La Marocaine Karima El Mahroug, alias «Ruby», a raconté vendredi à Milan ses soirées dans la résidence privée de Silvio Berlusconi, en témoignant au procès de proches du Cavaliere, accusés d'avoir constitué un réseau de prostitution à son profit.

La jeune femme est au coeur de ce procès et d'un autre visant directement M. Berlusconi jugé depuis avril 2011 à Milan pour avoir rémunéré des prestations sexuelles de Ruby quand elle était mineure et pour avoir fait pression sur la préfecture de Milan pour la libérer après son interpellation en mai 2010 pour un larcin.

«Ruby la voleuse de coeurs» est arrivée accompagnée de son compagnon Luca Risso et de ses deux avocates, Paola Boccardi et Daniela Damiano, convoquée comme témoin dans le jugement de trois amis de M. Berlusconi : l'agent de starlettes Lele Mora, Emilio Fede, un ex-présentateur télévisé vedette de la chaîne Retequattro appartenant à Silvio Berlusconi, et Nicole Minetti, ancienne hygiéniste dentaire du Cavaliere et ex-conseillère régionale à Milan, jugés pour incitation à la prostitution de mineures et majeures.

Interrogée par la présidente Annamaria Gatto, Ruby, a raconté comment les dîners à Arcore, dans la somptueuse résidence privée de Silvio Berlusconi aux alentours de Milan, se prolongeaient dans un sous-sol où se trouvait «la salle du bunga bunga, avec un pilier pour le lap dance», selon la bande son de l'interrogatoire diffusée en direct par la chaîne en continu Sky TG24.

Elle a décrit des «danses sensuelles» des «jeunes femmes présentes» avec des imitations du président Barack Obama ou de la juge Ilda Boccassini, bête noire de Berlusconi, et un strip-tease de Nicole Minetti, déguisée en religieuse.

Mais elle a dit «n'avoir jamais vu de contacts physiques» entre les jeunes femmes et le Cavaliere. Elle a aussi confirmé avoir dormi parfois à Arcore, mais «toute seule dans une chambre».

Au cours de l'audition, qui se poursuivait à 11 h 20 GMT (7 h 20 à Montréal), elle a aussi raconté son arrivée à Milan en octobre 2009 depuis la Sicile et son «rêve d'entrer dans le monde du spectacle». Au fil de soirées en discothèques et rencontres, la jeune fille entre en contact avec l'agence de Lele Mora, à qui elle affirme avoir 19 ans alors qu'elle est encore mineure.

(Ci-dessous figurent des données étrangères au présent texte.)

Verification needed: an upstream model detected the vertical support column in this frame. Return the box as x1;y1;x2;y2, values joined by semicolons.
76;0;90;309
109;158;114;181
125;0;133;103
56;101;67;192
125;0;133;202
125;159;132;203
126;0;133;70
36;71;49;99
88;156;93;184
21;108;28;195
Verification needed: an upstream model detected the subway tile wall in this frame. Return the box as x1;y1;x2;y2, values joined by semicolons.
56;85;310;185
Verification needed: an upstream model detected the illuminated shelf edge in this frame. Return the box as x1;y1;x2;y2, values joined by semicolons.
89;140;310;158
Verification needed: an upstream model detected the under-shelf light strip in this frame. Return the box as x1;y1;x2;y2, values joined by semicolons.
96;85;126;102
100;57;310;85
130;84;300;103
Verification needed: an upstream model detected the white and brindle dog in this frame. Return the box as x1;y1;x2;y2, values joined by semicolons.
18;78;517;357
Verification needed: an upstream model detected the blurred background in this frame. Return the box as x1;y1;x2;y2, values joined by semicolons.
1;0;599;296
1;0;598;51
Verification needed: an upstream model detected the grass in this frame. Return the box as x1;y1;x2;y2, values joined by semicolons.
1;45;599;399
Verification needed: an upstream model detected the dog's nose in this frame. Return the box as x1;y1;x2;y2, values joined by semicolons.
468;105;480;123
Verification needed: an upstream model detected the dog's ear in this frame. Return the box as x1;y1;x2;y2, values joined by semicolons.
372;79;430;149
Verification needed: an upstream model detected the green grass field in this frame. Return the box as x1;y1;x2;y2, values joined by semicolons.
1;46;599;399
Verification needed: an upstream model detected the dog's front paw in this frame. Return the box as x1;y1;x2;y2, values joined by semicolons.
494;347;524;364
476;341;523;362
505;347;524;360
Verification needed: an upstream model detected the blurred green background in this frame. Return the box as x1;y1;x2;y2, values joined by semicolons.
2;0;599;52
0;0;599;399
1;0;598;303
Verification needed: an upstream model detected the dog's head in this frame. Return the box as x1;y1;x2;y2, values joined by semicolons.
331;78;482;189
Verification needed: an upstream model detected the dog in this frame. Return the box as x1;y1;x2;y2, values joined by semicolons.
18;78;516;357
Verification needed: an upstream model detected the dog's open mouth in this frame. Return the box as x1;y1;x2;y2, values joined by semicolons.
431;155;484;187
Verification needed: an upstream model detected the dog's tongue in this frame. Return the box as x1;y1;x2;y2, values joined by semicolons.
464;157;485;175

Selon elle, c'est l'imprésario qui l'appelle un jour pour participer à une soirée et lui envoie une voiture avec chauffeur qui l'emmène à Arcore.

«Quand je suis arrivée, je n'en croyais pas mes yeux», a dit Ruby à propos de sa première soirée chez Berlusconi, en février 2010. Elle a raconté un dîner fastueux où elle se serait présentée comme «la fille d'une chanteuse mi-brésilienne mi-égyptienne» et comme membre «de la famille» du président égyptien Moubarak et aurait ému l'assistance en disant avoir été maltraitée par un oncle «parce qu'elle voulait se convertir au catholicisme». En repartant «tard dans la nuit» après un dîner ponctué «de chants et discussions», elle a dit avoir reçu «de Silvio Berlusconi une enveloppe avec 2 à 3000 euros (2600 à 4000 $), pour l'aider».

La première soirée a été suivie, selon elle, de «5, 6 ou 7 autres» à l'issue desquelles elle recevait à chaque fois du Cavaliere «des enveloppes avec 2000 euros en billets de 500 euros».

C'est la première fois que la jeune femme est entendue par le tribunal, les juges ayant finalement renoncé à l'entendre dans le cadre du procès de l'ex-chef du gouvernement.